政策不透明感は後退し、成長率上振れの期待もトップの発言に注目

2014年01月21日

政策調査部 主席研究員 土屋 貴裕

笠原 滝平

サマリー

◆債務上限問題は残っているが、2014年度予算が成立し、財政問題は米国経済の下振れ要因としては、限定的な存在になりつつある。
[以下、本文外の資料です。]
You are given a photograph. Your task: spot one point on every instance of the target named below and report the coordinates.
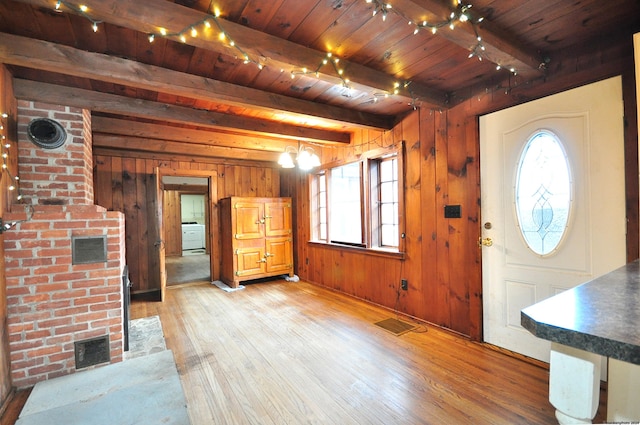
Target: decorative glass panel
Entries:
(543, 192)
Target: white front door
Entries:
(545, 242)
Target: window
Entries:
(359, 203)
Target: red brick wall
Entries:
(51, 302)
(61, 176)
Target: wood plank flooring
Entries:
(290, 352)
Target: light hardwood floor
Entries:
(294, 353)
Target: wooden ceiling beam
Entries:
(138, 108)
(165, 132)
(151, 15)
(51, 57)
(500, 48)
(138, 144)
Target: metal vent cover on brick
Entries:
(46, 133)
(88, 249)
(91, 352)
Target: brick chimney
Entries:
(60, 307)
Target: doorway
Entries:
(186, 229)
(553, 204)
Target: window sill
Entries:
(375, 252)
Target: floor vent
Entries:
(395, 326)
(92, 352)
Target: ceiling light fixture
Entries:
(305, 157)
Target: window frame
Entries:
(370, 195)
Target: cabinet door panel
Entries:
(250, 261)
(249, 220)
(277, 218)
(279, 255)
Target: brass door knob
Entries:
(485, 242)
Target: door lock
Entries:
(485, 242)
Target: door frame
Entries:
(212, 237)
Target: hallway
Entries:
(192, 266)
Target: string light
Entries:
(80, 10)
(13, 183)
(460, 14)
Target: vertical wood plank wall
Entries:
(442, 263)
(125, 184)
(8, 106)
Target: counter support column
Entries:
(574, 384)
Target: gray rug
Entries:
(144, 390)
(145, 337)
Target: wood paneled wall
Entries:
(8, 106)
(443, 274)
(123, 181)
(442, 262)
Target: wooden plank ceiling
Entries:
(311, 70)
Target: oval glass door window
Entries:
(543, 193)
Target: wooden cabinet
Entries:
(257, 239)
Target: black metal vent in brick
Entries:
(88, 249)
(92, 352)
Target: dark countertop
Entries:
(601, 316)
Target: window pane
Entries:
(345, 201)
(543, 193)
(389, 235)
(388, 214)
(388, 202)
(387, 192)
(386, 171)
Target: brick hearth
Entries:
(51, 302)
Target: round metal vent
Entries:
(46, 133)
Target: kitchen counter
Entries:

11月の中間選挙に向けて、オバマ大統領の一般教書演説などを通して政策方針を見極める季節になってきた。


◆QE3における資産買い入れ規模が縮小され始めた。今後のQE3縮小ペースと利上げ時期、そして政策変更につながる判断基準は、イエレン次期FRB議長のほか、新たに投票権を持つ地区連銀総裁や、副議長、理事に指名された新たなメンバーの意見を確認したい。


◆悪天候によってかく乱されたものの、総じて実体経済の回復が続いたことが確認された。年末商戦は前年並みの伸び率が維持され、個人消費は引き続き堅調である。また、企業部門は生産活動の拡大に加えて設備投資動向にも改善の兆しがある。


◆2013年10-12月期の実質GDP成長率は上振れする可能性がある。上振れの背景となるシェール革命の恩恵は、今後も期待されよう。また、2014年は民間部門の自律回復が続く一方、QE3縮小過程において金融市場が過剰反応することがリスクとして挙げられる。